La mano stringe la spada. Come Elias. Vorrei avere il suo coraggio.
- Cosa credi di fare? Basta martirio. Vattene, pensa a salvarti.
La voce. Come dalle viscere della terra. Non riesco a credere che abbia parlato. È più immobile di prima. Colpi rimbombano di sotto. La testa mi gira.
- Va’!
Ancora la voce. Mi volto verso di lui. Immobile. Colpi. Il portone va giù. Va bene, le sacche, non devono trovarle, via, sulle spalle, su per la scala, i soldati insultano la vecchia, scivolo, non ho appigli, troppo peso, via, mi cade una sacca, merda!, salgono le scale, dentro, ritiro la scala, chiudo la botola, la porta si apre.

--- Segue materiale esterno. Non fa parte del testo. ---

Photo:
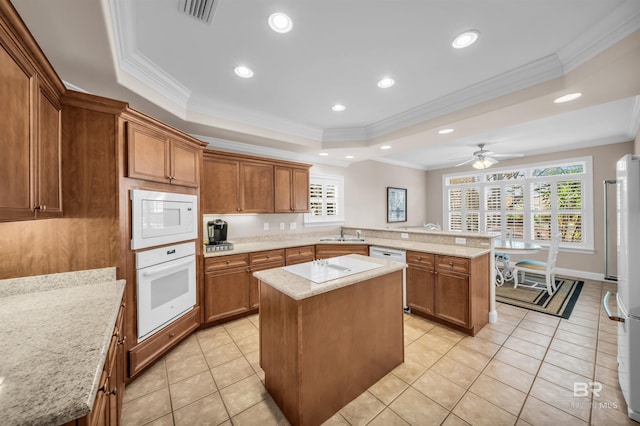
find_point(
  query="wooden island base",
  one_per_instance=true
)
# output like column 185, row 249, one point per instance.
column 320, row 353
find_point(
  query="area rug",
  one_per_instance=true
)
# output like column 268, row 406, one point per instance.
column 560, row 304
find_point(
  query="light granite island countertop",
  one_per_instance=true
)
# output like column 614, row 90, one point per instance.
column 329, row 330
column 56, row 331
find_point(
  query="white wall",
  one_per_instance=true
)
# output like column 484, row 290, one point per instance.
column 365, row 201
column 604, row 161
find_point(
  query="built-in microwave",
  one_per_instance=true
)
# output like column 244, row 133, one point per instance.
column 162, row 218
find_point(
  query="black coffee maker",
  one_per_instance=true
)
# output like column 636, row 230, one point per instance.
column 217, row 230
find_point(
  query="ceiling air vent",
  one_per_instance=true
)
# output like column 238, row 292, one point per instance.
column 202, row 10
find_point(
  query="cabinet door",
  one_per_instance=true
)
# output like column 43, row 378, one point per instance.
column 256, row 187
column 226, row 293
column 49, row 190
column 420, row 289
column 452, row 298
column 300, row 190
column 148, row 152
column 16, row 81
column 185, row 168
column 283, row 189
column 254, row 295
column 220, row 187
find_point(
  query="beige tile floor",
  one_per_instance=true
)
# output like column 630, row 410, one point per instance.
column 520, row 370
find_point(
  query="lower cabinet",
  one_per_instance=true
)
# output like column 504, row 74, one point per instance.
column 324, row 251
column 107, row 405
column 149, row 350
column 229, row 286
column 420, row 282
column 452, row 290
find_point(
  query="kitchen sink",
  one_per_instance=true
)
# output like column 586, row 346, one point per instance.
column 342, row 239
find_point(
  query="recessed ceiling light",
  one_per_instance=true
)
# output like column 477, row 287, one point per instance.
column 465, row 39
column 280, row 23
column 243, row 71
column 386, row 82
column 567, row 98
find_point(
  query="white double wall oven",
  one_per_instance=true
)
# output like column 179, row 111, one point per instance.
column 162, row 225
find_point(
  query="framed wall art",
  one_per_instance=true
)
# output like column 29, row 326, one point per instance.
column 396, row 204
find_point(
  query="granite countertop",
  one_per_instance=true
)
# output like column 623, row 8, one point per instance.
column 444, row 249
column 56, row 331
column 299, row 288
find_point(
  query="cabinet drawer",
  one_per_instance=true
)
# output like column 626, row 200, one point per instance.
column 420, row 259
column 266, row 257
column 224, row 262
column 297, row 254
column 151, row 349
column 451, row 263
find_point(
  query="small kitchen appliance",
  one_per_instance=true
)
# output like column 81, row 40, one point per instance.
column 217, row 232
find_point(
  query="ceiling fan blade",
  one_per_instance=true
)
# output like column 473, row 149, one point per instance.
column 471, row 160
column 508, row 155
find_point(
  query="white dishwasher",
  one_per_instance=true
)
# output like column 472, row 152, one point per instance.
column 397, row 256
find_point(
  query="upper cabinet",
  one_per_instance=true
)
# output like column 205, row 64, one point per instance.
column 233, row 183
column 157, row 156
column 291, row 189
column 30, row 122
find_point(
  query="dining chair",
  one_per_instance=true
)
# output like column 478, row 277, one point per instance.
column 537, row 267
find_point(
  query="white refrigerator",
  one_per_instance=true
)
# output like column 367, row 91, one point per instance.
column 628, row 296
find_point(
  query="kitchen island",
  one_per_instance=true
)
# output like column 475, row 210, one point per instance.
column 323, row 343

Sono in due. Lanzichenecchi.
Posso spiarli da una fessura tra le travi. Non devo muovermi, il minimo scricchiolio e sono fottuto.
- Solo un’occhiata poi andiamo via, tanto qui non troviamo niente... Ah, ma c’è qualcun altro!
Si avvicinano al letto, scrollano Magister Thomas: - Chi sei? È casa tua questa? - Nessuna risposta.
- Bene, bene. Günther, guarda un po’ cosa abbiamo qui! Hanno visto la sacca. Uno dei due la apre:
- Merda, qui c’è solo carta, monete niente. Che roba è? Te sai leggere?
- Io, no!
- Io neanche. Forse è roba importante. Va’ giú a chiamare il capitano.
Cos’è, mi dài degli ordini? Perché non ci vai te?
Perché ‘sta borsa l’ho trovata io!
Alla fine si decidono, quello che non si chiama Günther scende al piano di sotto. Spero che nemmeno il Capitano sappia leggere, altrimenti è finita.
Passi pesanti, quello che dev’essere il capitano sale le scale. Non posso muovermi. Ho il palato riarso, la gola invasa dalla polvere del solaio. Per non tossire, mordo l’interno di una guancia e deglutisco il sangue.
Il capitano inizia a leggere. Posso solo sperare che non capisca. Alla fine alza lo sguardo dai fogli: - È Thomas Müntzer, il Coniatore... anzi, la Monetina1.
Il cuore mi va in testa. Sguardi compiaciuti: paga raddoppiata.
Portano via di peso l’uomo che dichiarò guerra ai principi. Resto in silenzio, incapace di muovere un muscolo. Dio onnipresente non è qui né in nessun luogo.
1 Gioco di parole dal tedesco «müntzer» = coniatore, «müntzel» = monetina.